For multinomial models (probit and logit), the dataset must be structured as follows: the first column should contain the dependent variable, followed by alternative-specific regressors (e.g., alternatives’ price), and then non-alternative-specific regressors (e.g., income). The formula builder allows users to specify the dependent variable as well as both types of independent variables (see technical details in the next chapter). Users must also define the base category, the number of alternatives (which is also required for ordered probit models), the number of alternative-specific regressors, and the number of non-alternative-specific regressors (see Figure 5.4).
Figure 5.4: Univariate models: Multinomial.
For multinomial logit models, users can additionally specify a tuning parameter corresponding to the degrees of freedom of the Metropolis–Hastings algorithm (see technical details in the next chapter). This tuning option is available in our GUI given that estimation relies on the Metropolis–Hastings algorithm.
In the results of these models, the coefficients are ordered as follows:
- Intercepts (cte\(_l\) in the summary display, where \(l\) represents the alternative).
- Non-alternative-specific regressors (NAS\(_{jl}\) in the summary display, where \(l\) represents the alternative and \(j\) the non-alternative-specific regressor).
- Alternative-specific regressors (AS\(_{j}\) in the summary display, where \(j\) represents the alternative-specific regressor).
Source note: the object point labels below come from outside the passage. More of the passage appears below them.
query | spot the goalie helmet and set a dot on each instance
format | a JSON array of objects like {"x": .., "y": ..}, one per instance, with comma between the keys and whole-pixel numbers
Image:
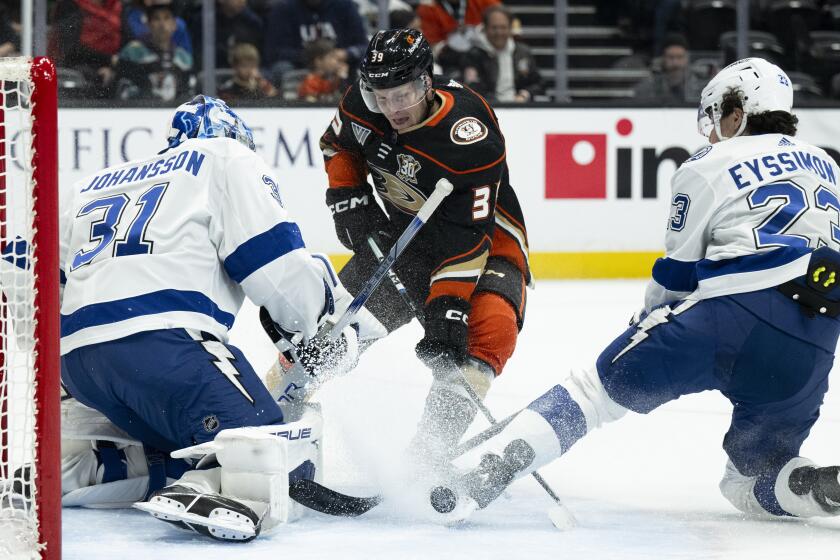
[
  {"x": 208, "y": 117},
  {"x": 396, "y": 57},
  {"x": 763, "y": 86}
]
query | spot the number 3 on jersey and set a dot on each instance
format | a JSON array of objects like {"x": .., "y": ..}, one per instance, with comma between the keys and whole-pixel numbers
[
  {"x": 481, "y": 202},
  {"x": 104, "y": 229}
]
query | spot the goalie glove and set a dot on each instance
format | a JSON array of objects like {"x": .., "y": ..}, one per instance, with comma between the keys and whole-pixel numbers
[{"x": 320, "y": 357}]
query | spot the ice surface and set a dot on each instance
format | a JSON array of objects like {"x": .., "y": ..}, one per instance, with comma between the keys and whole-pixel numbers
[{"x": 642, "y": 488}]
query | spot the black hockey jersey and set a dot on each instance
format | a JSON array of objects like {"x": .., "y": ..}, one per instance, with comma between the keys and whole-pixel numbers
[{"x": 460, "y": 141}]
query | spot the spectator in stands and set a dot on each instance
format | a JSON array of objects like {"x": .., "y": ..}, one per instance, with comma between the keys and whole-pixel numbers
[
  {"x": 86, "y": 35},
  {"x": 440, "y": 18},
  {"x": 247, "y": 81},
  {"x": 328, "y": 74},
  {"x": 135, "y": 26},
  {"x": 293, "y": 23},
  {"x": 155, "y": 68},
  {"x": 404, "y": 18},
  {"x": 499, "y": 67},
  {"x": 9, "y": 32},
  {"x": 668, "y": 83},
  {"x": 236, "y": 23}
]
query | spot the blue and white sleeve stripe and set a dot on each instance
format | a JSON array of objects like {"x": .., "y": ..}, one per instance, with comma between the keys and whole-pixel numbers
[{"x": 262, "y": 249}]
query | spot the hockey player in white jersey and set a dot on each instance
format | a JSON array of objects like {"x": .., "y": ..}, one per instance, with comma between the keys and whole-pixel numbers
[
  {"x": 157, "y": 257},
  {"x": 744, "y": 302}
]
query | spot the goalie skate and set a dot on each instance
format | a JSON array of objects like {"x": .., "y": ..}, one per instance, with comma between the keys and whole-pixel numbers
[{"x": 207, "y": 514}]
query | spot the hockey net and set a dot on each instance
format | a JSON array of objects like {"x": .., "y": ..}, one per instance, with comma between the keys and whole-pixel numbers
[{"x": 30, "y": 479}]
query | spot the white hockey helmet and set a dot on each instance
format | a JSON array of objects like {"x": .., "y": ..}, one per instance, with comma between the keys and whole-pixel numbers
[{"x": 763, "y": 86}]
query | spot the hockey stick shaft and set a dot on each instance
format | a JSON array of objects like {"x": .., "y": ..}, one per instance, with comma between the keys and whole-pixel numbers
[
  {"x": 495, "y": 425},
  {"x": 442, "y": 189}
]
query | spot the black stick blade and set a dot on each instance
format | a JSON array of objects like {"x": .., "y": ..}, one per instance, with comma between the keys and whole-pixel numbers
[{"x": 325, "y": 500}]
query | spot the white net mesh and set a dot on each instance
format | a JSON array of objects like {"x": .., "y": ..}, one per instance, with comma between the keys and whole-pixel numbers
[{"x": 18, "y": 517}]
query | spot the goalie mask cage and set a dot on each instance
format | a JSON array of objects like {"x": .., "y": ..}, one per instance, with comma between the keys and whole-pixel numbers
[{"x": 30, "y": 456}]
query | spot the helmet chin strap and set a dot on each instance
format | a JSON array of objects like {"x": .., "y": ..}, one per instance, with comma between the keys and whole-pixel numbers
[{"x": 738, "y": 132}]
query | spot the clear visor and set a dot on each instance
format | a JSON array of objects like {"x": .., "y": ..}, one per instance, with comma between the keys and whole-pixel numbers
[
  {"x": 395, "y": 99},
  {"x": 705, "y": 121}
]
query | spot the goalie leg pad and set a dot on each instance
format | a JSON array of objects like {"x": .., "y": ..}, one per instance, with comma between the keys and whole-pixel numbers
[{"x": 259, "y": 463}]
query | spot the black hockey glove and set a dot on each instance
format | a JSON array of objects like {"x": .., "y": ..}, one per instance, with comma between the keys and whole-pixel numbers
[
  {"x": 356, "y": 214},
  {"x": 445, "y": 344}
]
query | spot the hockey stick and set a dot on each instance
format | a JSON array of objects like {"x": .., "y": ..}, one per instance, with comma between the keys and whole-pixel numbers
[
  {"x": 318, "y": 497},
  {"x": 442, "y": 189},
  {"x": 560, "y": 515}
]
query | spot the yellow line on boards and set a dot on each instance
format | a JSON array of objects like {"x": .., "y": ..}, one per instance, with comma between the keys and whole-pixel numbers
[{"x": 576, "y": 265}]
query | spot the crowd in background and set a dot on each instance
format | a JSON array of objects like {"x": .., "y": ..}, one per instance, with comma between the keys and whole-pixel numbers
[{"x": 308, "y": 50}]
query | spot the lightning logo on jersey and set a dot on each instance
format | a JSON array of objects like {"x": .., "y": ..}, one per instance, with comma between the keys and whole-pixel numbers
[
  {"x": 658, "y": 316},
  {"x": 223, "y": 362}
]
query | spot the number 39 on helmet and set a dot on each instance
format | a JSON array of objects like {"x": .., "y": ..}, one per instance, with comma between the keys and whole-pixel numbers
[{"x": 393, "y": 58}]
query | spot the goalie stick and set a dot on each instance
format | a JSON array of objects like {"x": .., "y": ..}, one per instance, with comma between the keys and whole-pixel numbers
[{"x": 560, "y": 516}]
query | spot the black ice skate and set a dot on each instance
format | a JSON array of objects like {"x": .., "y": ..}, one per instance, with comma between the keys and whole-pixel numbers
[
  {"x": 213, "y": 515},
  {"x": 822, "y": 483},
  {"x": 479, "y": 487}
]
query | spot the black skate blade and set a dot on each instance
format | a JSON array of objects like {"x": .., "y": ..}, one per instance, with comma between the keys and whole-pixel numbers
[{"x": 317, "y": 497}]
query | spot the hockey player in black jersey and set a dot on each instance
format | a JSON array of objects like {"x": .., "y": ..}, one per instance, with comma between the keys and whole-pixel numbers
[{"x": 467, "y": 270}]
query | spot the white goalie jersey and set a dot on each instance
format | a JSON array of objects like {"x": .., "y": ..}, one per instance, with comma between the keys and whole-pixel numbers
[
  {"x": 177, "y": 241},
  {"x": 745, "y": 215}
]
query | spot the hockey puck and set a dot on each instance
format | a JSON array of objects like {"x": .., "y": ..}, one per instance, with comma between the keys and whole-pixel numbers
[{"x": 443, "y": 499}]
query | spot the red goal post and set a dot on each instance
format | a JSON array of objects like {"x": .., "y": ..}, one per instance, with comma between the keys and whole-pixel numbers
[{"x": 30, "y": 454}]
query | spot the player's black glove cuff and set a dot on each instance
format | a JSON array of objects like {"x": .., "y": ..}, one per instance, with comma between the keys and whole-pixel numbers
[
  {"x": 445, "y": 344},
  {"x": 356, "y": 214}
]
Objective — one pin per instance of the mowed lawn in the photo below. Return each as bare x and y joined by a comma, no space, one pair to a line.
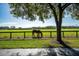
36,43
29,34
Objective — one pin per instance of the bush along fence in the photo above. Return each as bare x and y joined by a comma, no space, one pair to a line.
29,34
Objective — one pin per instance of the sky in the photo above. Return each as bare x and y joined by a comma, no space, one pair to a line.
7,19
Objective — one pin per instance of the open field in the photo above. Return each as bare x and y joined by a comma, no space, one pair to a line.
37,43
29,34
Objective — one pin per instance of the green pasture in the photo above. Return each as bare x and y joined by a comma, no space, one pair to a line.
29,34
38,43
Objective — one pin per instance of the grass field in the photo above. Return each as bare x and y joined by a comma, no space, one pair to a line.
29,34
37,43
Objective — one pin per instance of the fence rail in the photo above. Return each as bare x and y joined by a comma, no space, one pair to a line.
50,32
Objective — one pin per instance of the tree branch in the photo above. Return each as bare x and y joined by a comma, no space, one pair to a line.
54,12
65,6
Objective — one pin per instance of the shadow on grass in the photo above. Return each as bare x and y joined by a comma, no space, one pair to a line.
65,50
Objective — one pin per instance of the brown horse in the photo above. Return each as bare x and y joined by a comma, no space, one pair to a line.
38,32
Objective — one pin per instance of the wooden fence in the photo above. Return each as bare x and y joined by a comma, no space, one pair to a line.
50,36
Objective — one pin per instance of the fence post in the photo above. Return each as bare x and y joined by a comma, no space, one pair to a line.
10,35
76,33
50,34
24,35
63,34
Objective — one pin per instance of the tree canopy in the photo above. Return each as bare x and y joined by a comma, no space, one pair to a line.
42,11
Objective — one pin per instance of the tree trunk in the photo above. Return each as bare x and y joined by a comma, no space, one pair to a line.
59,23
59,38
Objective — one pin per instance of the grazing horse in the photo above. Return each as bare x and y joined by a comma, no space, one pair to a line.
38,32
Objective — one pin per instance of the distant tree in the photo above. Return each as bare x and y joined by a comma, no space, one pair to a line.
42,11
12,27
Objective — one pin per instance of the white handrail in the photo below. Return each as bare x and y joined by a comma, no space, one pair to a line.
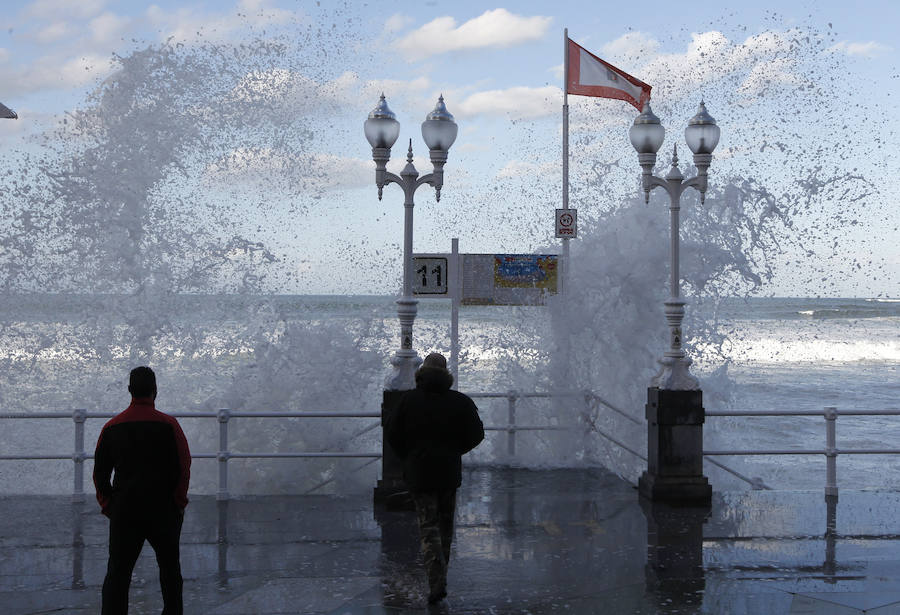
224,416
831,450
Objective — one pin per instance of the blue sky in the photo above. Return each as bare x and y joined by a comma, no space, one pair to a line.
810,81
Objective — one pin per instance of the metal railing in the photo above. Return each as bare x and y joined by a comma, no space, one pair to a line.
225,416
830,451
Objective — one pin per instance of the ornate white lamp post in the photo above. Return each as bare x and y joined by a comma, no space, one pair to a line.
702,136
439,132
675,412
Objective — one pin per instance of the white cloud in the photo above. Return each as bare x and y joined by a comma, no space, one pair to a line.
58,9
397,22
290,89
632,45
496,28
870,49
516,102
108,26
52,33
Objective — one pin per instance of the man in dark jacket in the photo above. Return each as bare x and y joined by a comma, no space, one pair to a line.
146,499
431,429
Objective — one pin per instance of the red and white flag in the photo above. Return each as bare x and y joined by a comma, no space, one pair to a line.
588,75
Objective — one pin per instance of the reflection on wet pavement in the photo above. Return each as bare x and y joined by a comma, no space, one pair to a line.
551,541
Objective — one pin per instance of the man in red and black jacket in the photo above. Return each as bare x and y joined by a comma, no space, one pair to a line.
146,500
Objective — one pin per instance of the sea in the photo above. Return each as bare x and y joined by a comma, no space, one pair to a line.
253,353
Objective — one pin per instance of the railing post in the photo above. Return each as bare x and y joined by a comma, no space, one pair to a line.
830,452
223,454
511,397
79,417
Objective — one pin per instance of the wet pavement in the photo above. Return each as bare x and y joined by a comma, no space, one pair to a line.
553,541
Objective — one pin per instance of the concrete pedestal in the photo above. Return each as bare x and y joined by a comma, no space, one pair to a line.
675,449
391,491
Note that the non-alternative-specific regressors associated with the base category are set to zero and do not appear in the results. Additionally, due to identification constraints in multinomial and multivariate probit models, some coefficients in the main diagonal of the covariance matrix remain constant.
For the negative binomial model, users must specify a dispersion parameter (see the next chapter for details). Similarly, for Tobit and quantile models, users need to define the censorship points and quantiles, respectively.
The Bayesian bootstrap method only requires uploading a dataset, specifying the number of MCMC iterations, burn-in size, and defining the equation (see Figure 5.5). The input file should follow the same structure as the one used for the univariate normal model.
Figure 5.5: Univariate models: Bootstrap.
See https://www.rdocumentation.org/packages/stats/versions/3.6.2/topics/formula↩︎
An identification issue arises when multiple sets of model parameters yield the same likelihood function value.↩︎